Small things make us happy because big things make us nervous – even good big things cast a shadow of expectation. Also happiness prefers to surprise us rather than being sought out; happiness can slip away when it sees its name in the diary.

Professor Dolan has been a well-being adviser to the government, but don’t hold that against him. One piece of advice he offers is never to read self-help books, as they “don’t work but merely encourage people to go and buy another self-help book”.

Well I’ve helped myself by never reading one of those and I don’t intend to start now; never been on a diet either, and I plan stay off those for as long as possible too (or for as long as the buttons on my Levi’s will do up).

Yes, little things can make us happy. Music, walks and friends. And snubbing the prime minister. Just a moment ago a party political broadcast for the Conservative Party popped up on the television screen when I was least expecting it. Before David Cameron’s faux-matey posh tones had finished saying: “This country is full of hard-working people…” I’d turned the TV off. And I felt much better for it. Cheered me up no end to escape whatever Mr Cameron had been about to say.

Now it’s time for a coffee.
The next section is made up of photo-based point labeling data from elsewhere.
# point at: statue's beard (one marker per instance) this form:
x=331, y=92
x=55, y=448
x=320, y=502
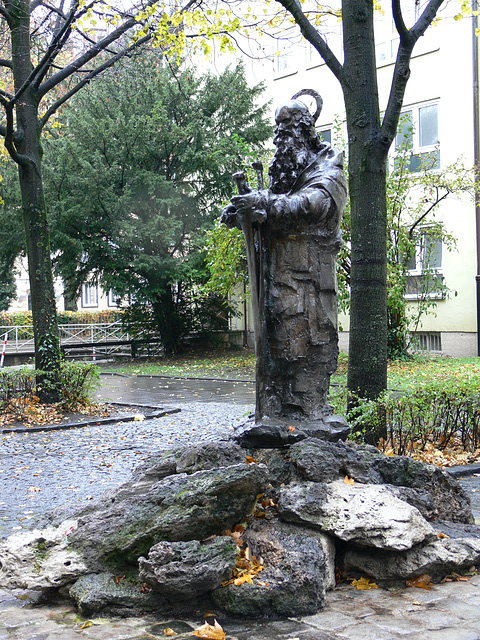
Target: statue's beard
x=287, y=164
That mug of obliterated, brewed and plunged coffee beans will make me happy, unless it keeps me awake and then it won’t. This happiness lark is complicated.

0 comments

  1. Well, Julian, if you’re into happiness literature, I can do no other than recommend this: http://www.amazon.co.uk/dp/B0080GUX2Q/ref=dp-kindle-redirect?_encoding=UTF8&btkr=1 (as you will appreciate, I am entirely unbiased in this matter). The author seems to agree with Prof Dolan on the matter of reading self-help books (and given the quantity of them that he’s read so that we don’t have to, he should know) – he writes: ‘…self-help books, the modern day apotheosis of the quest for happiness, are among the things that fail to make us happy…some self-help publishers refer to the ‘eighteen-month rule’, which states that the person most likely to purchase any given self-help book is someone who, within the previous eighteen months, purchased a self-help book – one that evidently didn’t solve all their problems.’